Jolanda van Ginkel of IKEA Foundation opened the session as she shared her experience of the conference. “It has been a brutally honest conversation, a mirror for ourselves. Yesterday we worked with the Ikea Foundation Partners to design a livelihood programme with designated roles for each and every one of us. It showed us the complexity of actually designing a programme, let alone implementing it. This is hard work and it was important for us to realise what is happening on the back end.”

The first speaker for the session was Malika, the Executive Director of the Centre for Microfinance, who shared an experience from 2009, where they got the opportunity to partner with the government as a technical and knowledge support partner. Malika shared, “We were so keen and one of the mandates was to demonstrate something new, which could actually take the sector forward. We conceptualised an MIS which would not only be an MIS but also an accounting software. And since we were the NGO, we hired a technical vendor who would be able to develop the product. We did not understand that continuous technical development is required in any kind of MIS application.”

Some of the learnings included the necessity to have in-house expertise and to have in-house technical people instead of depending on vendors. She also highlighted the importance of letting a tool stabilise before it can be evolved to handle more tasks,

“It only leads to chaos and the data entry becomes a sort of project activity, rather than actually seeing what the data is reflecting. The most important learning is that it’s very difficult to say no to the government, especially when your reputation is at stake. Sometimes it is best to put your foot down and say no.”

Next, Bala, the CEO of Vrutti, took the dais to share his failures and learnings from working in producer collectives, from self-help groups in the past to building producer organizations, and how it could become a vehicle to improve the farmers’ livelihood and income.

Vrutti is part of a catalyst group that works on various livelihood transformation models and one of the models is to work with farmers and working with small producers to make them three times as profitable. The small producer income that they were working on included farmers, fisherfolk, and micro small and medium entrepreneurs. About his learning, Bala highlighted, “These are institutions that we are building, it is for a lifetime, it’s not a project basis. I think that’s where the failure started as we were looking at delivering something instead of looking at what we wanted to achieve as a goal. During the project period, the team also failed to create ownership in the community.”

“The intended outcomes, (for) which we are promoting farmers collectives, is that we want to see that there is a sustained income for them and they are resilient and able to sustain and thrive through their producer collective. I think that is the whole intent of these institutions we started. But we could not reach that milestone. It was possible, but we failed miserably because we went into a territory where we have not actually worked in the past. We implemented it in districts where we did not have a connection with the community. But within this time frame, you have to build that connection, engage with them, and build trust. We were not equipped for moving from the service to the business approach or for building a team that could run the business.”

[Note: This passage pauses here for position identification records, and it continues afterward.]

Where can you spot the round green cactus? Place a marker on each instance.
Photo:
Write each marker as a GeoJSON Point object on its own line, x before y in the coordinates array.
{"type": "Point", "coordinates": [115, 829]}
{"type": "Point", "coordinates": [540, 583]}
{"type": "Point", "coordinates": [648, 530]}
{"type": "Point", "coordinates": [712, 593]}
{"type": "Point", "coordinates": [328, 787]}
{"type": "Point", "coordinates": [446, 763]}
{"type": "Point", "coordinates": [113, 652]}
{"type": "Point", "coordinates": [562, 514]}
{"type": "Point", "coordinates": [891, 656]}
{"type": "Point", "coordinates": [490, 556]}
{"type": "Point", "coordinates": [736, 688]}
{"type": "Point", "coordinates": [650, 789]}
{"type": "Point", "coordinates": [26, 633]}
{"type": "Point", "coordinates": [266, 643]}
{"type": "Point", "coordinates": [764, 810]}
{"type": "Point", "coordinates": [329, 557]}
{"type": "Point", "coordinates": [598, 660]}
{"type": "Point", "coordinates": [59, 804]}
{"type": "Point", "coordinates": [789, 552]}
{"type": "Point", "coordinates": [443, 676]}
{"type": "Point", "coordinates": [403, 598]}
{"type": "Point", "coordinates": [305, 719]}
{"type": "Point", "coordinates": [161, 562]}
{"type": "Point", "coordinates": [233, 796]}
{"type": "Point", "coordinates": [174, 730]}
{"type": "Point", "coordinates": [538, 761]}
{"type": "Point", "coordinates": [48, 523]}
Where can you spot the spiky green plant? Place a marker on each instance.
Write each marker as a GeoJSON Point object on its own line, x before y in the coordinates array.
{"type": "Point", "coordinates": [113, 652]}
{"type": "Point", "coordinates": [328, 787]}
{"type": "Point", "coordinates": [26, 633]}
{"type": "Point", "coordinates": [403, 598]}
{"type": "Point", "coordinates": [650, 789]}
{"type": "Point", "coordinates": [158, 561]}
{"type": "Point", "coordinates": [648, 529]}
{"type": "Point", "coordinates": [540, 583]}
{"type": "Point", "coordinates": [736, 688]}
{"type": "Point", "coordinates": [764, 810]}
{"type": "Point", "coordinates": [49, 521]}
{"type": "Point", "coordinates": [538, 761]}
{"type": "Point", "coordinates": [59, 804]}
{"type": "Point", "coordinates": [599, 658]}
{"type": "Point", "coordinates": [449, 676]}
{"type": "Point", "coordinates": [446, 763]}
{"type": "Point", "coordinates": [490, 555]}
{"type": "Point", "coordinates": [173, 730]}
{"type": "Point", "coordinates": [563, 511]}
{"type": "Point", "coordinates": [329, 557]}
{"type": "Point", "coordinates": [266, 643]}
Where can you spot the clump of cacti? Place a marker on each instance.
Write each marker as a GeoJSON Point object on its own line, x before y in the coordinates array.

Suryakumar, the Deputy Managing Director of NABARD, shared his experiences of failure from his rich experience working with the development bank of the country. “In one instance we got a phone call from one of the project sites in Yavatmal, where we had invested ₹15 million, and in the final stages of the project, the villagers completely dismantled all the engineering structures and infrastructure and told the implementing NGO to leave the village. Having spent so much time and effort, we wanted to find out exactly what had happened. After a lot of protracted negotiations, we decided to spend four days in the village. Nobody gave them any answers about what went wrong until the last day an old lady told them, ‘You’re an outsider, how can you come here and change the social order of the village?”

The lesson over here, for the sector as a whole, was summed up in a Korean tale that is now a management lesson — An emperor had sent his son to a teacher so that he could be a worthy emperor. Each time the young man returned from his training his father remained unsatisfied, until he said, “to be a worthy emperor, you must be able to hear even the rustling of the grass.” Suryakumar explained that to truly be part of the ecosystem, one must understand and know the community — only then can meaningful development occur.